Örneğin, şiddete maruz kalıp gözü morarmış bir kadın fotoğrafına toplumsal duyarlılığın azaldığı gerekçesi ile cinayete kurban gitmiş bir kadın fotoğrafını ikame etmek, sorunu var eden tüm süreç ve dinamikler arasındaki ara bağlılıkları kopartmak demektir.
Diğer taraftan, kadına yönelik şiddet ve ona karşı geliştirilmesi gereken toplumsal duyarlılık düzeyini gözü morarmış bir kadın fotoğrafından, cinayete kurban gitmiş bir kadın fotoğrafına doğru çevirmek ve "asıl bu" demek, "artık durum bu aşamaya geldi, durdurun demektir". Oysaki kadına (insana) yönelik şiddet bu aşamaya (cinayet aşamasına) gelmese bile durdurulması, çözülmesi gereken bir sorundur. Mücadele alanları, ilgili tüm alan ve düzeylerdir.
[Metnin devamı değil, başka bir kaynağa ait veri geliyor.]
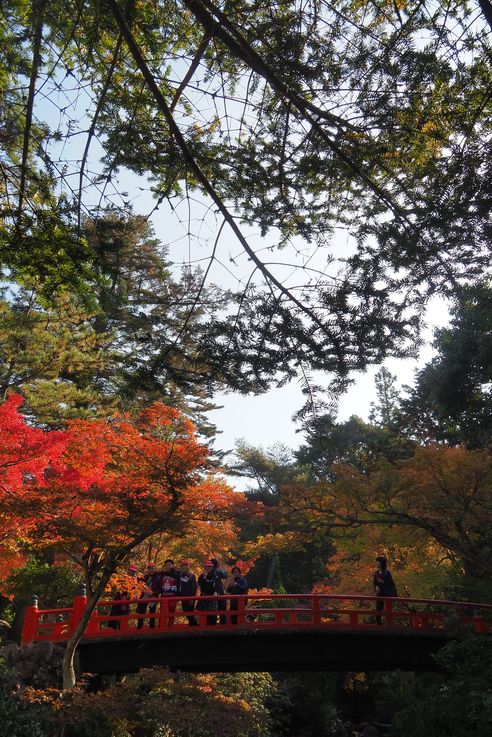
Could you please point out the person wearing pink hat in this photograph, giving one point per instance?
(207, 583)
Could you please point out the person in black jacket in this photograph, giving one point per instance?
(152, 581)
(207, 583)
(187, 586)
(239, 587)
(221, 576)
(383, 583)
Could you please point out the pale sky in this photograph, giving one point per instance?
(267, 419)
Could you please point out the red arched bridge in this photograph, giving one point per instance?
(260, 632)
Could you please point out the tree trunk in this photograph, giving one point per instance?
(69, 677)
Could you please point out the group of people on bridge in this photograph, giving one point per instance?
(174, 582)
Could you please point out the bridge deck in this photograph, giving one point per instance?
(260, 632)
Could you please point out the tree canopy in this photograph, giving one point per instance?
(302, 119)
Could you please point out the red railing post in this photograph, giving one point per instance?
(164, 614)
(388, 607)
(30, 622)
(93, 623)
(79, 605)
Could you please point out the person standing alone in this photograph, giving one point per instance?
(383, 584)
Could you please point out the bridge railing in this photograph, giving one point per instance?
(151, 616)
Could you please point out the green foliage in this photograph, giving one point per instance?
(19, 718)
(458, 704)
(452, 396)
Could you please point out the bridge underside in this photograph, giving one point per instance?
(289, 650)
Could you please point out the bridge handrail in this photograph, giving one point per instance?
(259, 597)
(160, 613)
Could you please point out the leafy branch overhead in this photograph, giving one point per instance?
(356, 136)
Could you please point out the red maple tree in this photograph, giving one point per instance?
(103, 487)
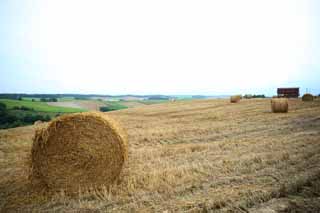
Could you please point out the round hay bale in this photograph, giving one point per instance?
(235, 98)
(279, 105)
(307, 97)
(80, 150)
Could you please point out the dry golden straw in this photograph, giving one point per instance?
(38, 122)
(235, 98)
(307, 97)
(79, 150)
(279, 105)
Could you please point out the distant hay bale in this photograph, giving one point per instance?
(79, 150)
(235, 98)
(38, 122)
(307, 97)
(279, 105)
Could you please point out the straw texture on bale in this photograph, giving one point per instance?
(307, 97)
(78, 151)
(279, 105)
(235, 98)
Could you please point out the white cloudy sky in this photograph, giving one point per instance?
(167, 46)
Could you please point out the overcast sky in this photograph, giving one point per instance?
(159, 47)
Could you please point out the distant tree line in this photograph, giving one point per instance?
(248, 96)
(48, 99)
(10, 119)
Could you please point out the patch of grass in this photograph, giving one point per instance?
(115, 105)
(149, 102)
(38, 106)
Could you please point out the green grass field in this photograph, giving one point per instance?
(38, 106)
(114, 105)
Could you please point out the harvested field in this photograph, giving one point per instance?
(190, 156)
(90, 105)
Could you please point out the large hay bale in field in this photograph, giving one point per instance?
(279, 105)
(76, 151)
(307, 97)
(235, 98)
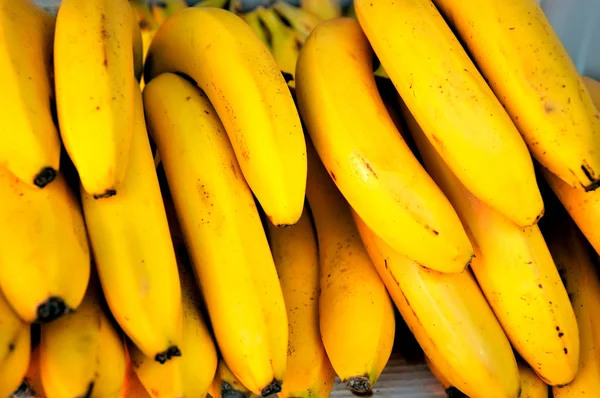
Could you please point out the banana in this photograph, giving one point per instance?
(29, 143)
(82, 354)
(366, 156)
(94, 38)
(451, 320)
(350, 288)
(222, 230)
(309, 373)
(516, 273)
(459, 113)
(134, 254)
(192, 374)
(43, 238)
(245, 85)
(580, 275)
(525, 63)
(583, 207)
(301, 21)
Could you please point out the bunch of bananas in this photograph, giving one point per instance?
(207, 200)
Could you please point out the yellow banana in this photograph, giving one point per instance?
(134, 254)
(449, 98)
(583, 207)
(451, 320)
(192, 374)
(222, 230)
(525, 63)
(94, 38)
(245, 85)
(366, 156)
(82, 354)
(44, 249)
(350, 288)
(309, 373)
(573, 256)
(516, 273)
(29, 144)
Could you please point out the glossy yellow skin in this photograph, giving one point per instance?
(578, 270)
(192, 374)
(244, 84)
(43, 245)
(96, 115)
(450, 319)
(134, 254)
(222, 231)
(82, 352)
(365, 154)
(30, 142)
(351, 290)
(309, 373)
(459, 113)
(525, 63)
(516, 273)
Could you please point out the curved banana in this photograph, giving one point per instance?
(459, 113)
(580, 275)
(192, 374)
(366, 156)
(451, 320)
(516, 273)
(94, 38)
(244, 84)
(222, 230)
(29, 143)
(43, 238)
(350, 288)
(309, 373)
(533, 76)
(82, 354)
(134, 254)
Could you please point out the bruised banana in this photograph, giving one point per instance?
(192, 374)
(451, 320)
(222, 231)
(44, 245)
(365, 154)
(533, 76)
(350, 288)
(82, 354)
(134, 254)
(248, 92)
(309, 373)
(451, 101)
(29, 140)
(95, 82)
(516, 273)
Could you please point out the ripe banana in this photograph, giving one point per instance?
(43, 238)
(516, 273)
(192, 374)
(309, 373)
(94, 38)
(451, 320)
(134, 254)
(459, 113)
(366, 156)
(525, 63)
(350, 288)
(222, 230)
(580, 275)
(29, 144)
(583, 207)
(82, 353)
(250, 95)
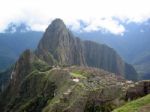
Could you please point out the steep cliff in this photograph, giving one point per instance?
(58, 46)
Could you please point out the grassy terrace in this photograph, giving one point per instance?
(135, 106)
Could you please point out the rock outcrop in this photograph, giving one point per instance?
(59, 46)
(140, 89)
(56, 77)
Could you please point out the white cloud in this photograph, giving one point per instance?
(39, 13)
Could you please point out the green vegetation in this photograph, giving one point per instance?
(77, 75)
(134, 106)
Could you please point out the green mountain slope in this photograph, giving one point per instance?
(139, 105)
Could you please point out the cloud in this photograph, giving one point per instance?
(96, 14)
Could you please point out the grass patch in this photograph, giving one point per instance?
(133, 106)
(77, 75)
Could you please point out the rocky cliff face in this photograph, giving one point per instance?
(37, 85)
(59, 46)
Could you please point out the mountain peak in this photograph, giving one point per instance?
(56, 25)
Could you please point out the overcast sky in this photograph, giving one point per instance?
(96, 14)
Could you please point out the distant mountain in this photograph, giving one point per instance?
(133, 46)
(12, 44)
(59, 46)
(57, 77)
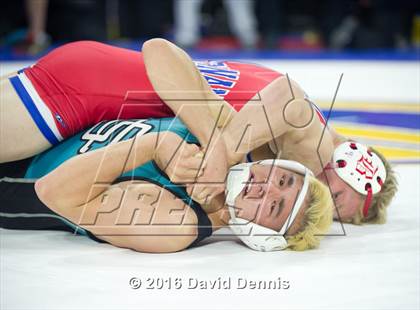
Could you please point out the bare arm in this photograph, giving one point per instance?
(278, 110)
(179, 83)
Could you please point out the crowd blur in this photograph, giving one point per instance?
(33, 25)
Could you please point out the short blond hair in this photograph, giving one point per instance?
(317, 218)
(381, 201)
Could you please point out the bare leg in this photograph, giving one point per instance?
(19, 136)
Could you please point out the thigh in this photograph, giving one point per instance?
(19, 136)
(138, 215)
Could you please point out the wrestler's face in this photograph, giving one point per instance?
(346, 199)
(269, 196)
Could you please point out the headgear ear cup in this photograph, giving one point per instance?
(364, 171)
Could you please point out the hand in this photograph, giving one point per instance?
(181, 161)
(212, 182)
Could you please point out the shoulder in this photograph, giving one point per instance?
(146, 218)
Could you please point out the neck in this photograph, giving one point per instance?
(218, 212)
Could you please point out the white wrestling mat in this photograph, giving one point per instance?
(366, 267)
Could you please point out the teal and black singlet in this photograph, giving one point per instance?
(20, 207)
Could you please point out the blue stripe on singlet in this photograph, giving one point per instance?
(33, 111)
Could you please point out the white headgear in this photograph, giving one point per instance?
(253, 235)
(361, 169)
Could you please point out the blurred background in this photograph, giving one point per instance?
(30, 27)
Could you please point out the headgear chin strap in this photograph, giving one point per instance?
(362, 169)
(255, 236)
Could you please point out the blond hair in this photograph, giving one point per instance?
(317, 218)
(381, 200)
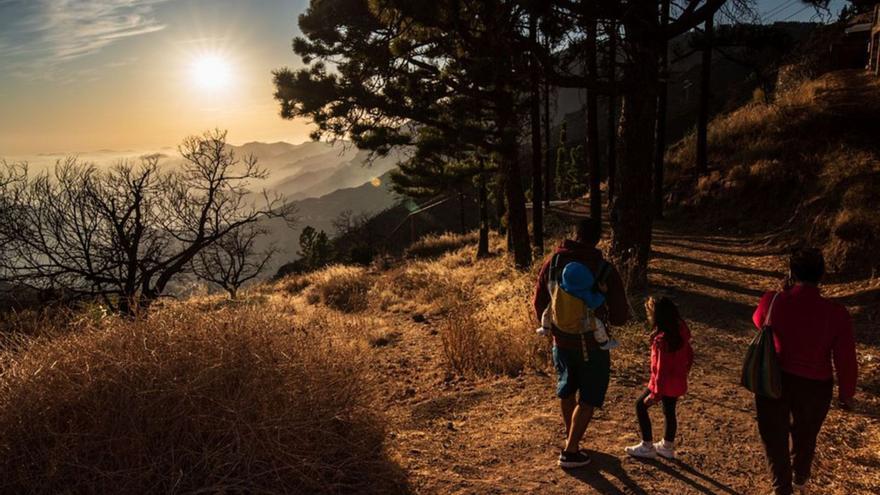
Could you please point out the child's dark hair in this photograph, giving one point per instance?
(807, 265)
(668, 320)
Yani, Altaylı'nın dediğinin tam tersine. Ne diyor Altaylı yazısında; "Kadına yönelik şiddet budur. Morarmış bir göz değil, sırta saplanmış bir bıçaktır." Fatih Altaylı'nın bu yaklaşımı, bilerek ya da bilmeyerek "kadına yönelik şiddet sorunu"na yönelik negatif bir katkı ve yaklaşımdır. Maalesef sorunun tanımı ve çözümüne yönelik değil sorunun varoluşuna katkı yapan bir yaklaşımdır.
Çünkü kadına yönelik şiddet tanımı için illa morarmış bir göz olması bile gerekmez. Sorunu her düzeyde yapısal ve içeriksel tüm değişkenleriyle kavramak, çözmek ve dönüştürmek zorundayız.
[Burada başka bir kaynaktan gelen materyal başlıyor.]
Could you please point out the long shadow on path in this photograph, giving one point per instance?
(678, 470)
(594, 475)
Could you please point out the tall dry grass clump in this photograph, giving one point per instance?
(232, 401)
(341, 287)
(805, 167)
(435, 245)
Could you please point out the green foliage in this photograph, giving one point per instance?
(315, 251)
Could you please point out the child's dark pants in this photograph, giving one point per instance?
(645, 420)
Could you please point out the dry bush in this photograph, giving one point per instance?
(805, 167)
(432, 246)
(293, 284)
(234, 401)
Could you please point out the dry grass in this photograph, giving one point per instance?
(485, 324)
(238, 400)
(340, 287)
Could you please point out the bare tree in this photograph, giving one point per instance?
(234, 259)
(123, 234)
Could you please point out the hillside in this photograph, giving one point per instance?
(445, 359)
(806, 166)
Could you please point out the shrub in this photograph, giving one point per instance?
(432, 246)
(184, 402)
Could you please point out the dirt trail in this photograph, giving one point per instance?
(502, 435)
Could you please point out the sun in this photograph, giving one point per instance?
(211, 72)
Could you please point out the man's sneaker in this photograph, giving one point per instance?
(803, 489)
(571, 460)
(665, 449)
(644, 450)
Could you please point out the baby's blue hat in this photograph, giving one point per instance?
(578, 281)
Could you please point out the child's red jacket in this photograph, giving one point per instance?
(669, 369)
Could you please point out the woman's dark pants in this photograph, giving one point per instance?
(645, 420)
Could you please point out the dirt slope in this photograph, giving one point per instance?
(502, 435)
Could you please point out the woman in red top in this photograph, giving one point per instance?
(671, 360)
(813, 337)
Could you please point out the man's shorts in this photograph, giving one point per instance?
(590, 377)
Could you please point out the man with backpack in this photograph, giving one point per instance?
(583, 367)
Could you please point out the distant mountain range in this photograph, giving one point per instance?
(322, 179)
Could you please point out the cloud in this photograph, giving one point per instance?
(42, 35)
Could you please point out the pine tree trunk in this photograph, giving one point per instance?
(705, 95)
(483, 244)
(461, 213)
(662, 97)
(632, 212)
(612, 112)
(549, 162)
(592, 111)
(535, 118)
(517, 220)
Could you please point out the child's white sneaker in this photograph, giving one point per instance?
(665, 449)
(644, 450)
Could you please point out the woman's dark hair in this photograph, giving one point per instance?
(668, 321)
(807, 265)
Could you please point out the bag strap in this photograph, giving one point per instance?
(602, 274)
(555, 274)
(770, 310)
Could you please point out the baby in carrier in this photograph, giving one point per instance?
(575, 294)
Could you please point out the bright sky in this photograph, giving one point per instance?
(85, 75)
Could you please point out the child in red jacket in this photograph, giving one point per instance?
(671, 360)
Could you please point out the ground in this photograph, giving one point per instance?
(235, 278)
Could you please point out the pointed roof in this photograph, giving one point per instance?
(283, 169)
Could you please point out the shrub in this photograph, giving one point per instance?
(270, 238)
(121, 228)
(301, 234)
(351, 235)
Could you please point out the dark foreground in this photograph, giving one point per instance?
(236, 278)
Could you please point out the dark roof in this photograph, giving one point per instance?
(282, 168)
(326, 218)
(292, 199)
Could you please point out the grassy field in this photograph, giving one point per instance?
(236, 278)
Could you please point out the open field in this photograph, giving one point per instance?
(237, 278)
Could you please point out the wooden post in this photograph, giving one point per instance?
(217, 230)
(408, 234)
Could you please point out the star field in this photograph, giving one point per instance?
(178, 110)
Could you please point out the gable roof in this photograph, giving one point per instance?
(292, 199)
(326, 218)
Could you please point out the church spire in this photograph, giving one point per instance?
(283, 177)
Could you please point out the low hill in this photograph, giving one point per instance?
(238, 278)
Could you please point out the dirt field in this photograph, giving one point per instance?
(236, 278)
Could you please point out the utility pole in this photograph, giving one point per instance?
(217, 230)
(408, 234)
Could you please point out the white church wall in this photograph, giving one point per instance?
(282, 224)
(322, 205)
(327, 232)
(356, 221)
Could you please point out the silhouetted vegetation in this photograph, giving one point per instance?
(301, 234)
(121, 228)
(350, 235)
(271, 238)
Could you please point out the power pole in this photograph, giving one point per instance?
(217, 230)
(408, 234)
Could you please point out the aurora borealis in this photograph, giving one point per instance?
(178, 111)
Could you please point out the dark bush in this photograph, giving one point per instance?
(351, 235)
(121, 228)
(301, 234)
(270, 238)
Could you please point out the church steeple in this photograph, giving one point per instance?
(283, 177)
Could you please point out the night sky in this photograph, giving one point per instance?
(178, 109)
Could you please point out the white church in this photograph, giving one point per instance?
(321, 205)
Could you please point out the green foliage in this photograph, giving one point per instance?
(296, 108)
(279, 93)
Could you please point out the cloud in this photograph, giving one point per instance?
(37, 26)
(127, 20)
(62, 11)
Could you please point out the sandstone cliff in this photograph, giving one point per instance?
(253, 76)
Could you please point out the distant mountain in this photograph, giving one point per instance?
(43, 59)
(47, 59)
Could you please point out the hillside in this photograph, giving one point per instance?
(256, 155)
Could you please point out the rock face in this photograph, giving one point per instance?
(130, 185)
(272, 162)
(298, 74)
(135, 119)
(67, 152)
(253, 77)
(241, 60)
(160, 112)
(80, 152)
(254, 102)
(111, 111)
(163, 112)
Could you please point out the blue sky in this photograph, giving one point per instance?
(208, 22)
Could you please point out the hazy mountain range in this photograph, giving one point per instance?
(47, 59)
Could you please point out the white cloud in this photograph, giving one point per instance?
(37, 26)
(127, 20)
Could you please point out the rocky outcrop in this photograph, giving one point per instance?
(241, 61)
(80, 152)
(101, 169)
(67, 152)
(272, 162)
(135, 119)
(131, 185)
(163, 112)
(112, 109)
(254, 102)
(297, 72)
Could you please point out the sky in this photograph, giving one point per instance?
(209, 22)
Yazıyı bitirirken, sorunla ilgili olarak 1994 yılında yapılan uluslararası bir araştırmaya göre kadına yönelik şiddetin oluşmasına katkıda bulunduğu saptanan belli başlı faktörleri vereyim; (Kaynak: Heise L.L., Pitanguy J. and Germaine, A. "Kadına Karşı Şiddet", Dünya Bankası Yayını, 1994)
Kültürel faktörler
- Cinsiyet merkezli sosyalleşme
- Erkeğin doğuştan üstünlüğüne inanılması
- Erkeğe kadın ve kız çocukları üzerinde mülkiyet hakkı veren değerler
- Aile kavramının özel alan ve erkeğin kontrolü altında olması gerektiğine inanılması
- Evlilik adetleri (başlık parası, çeyiz)
Ekonomik faktörler
- Kadının erkeğe ekonomik bağımlılığı
- Ekonomik kaynaklara kadının sınırlı erişimi
- Miras, mülkiyet hakkı, ortak arazilerin kullanımı haklarına ilişkin yasalarda ayrımcılık
- İstihdama yetersiz erişim
- Eğitime yetersiz erişim
Yasal faktörler
- Kadının yazılı yasalarda veya pratikte daha düşük yasal statüde olması
- Boşanma, velayet ve miras yasalarındaki sorunlar
- Tecavüz ve ev içi istismarın yasal tanımlarının yapılmamış olması veya yetersizliği
- Kadınlar arasında okuma yazma oranının düşüklüğü
- Polis ve mahkemelerin kadınlara ve kız çocuklara özensiz yaklaşımı
Politik faktörler
- Kadının iktidarda, politikada, medyada ve yasal ve tıbbi mesleklerde yetersiz temsili
- Ev içi şiddetin ciddi bir sorun olarak görülmemesi
- Aile kavramının özel ve devlet kontrolünün dışında görülmesi
- Kadının eşitliğinin kurulu düzeni veya dinsel kuralları tehdit edici görülmesi
- Kadının politik bir güç olarak örgütlenmesinin sınırlılığı
- Kadının örgütlü politik sisteme katılımının sınırlılığı
O halde, Altaylı'nın da, yazısında buyurgan tavrını rasyonalize etmek için eleştirdiği normal ve ahlaklı olmaya, görünmeye çalışan sıradan insanlar gibi ve hatta genel yayın yönetmeni olmanın getirdiği toplumsal sorumluluklarının bilinciyle daha fazla duyarlı ve bilinçli olarak ve artık, "Ben yaparım", "ben basarım" türü üst ve buyurgan söylem, yöntem ve yaklaşımlardan kendini arındırmayı öğrenmesi gerekli.
Çünkü biliyoruz ki, nerede buyurganlık varsa, orada şiddeti besleyen, var eden potansiyel bir ilişki vardır.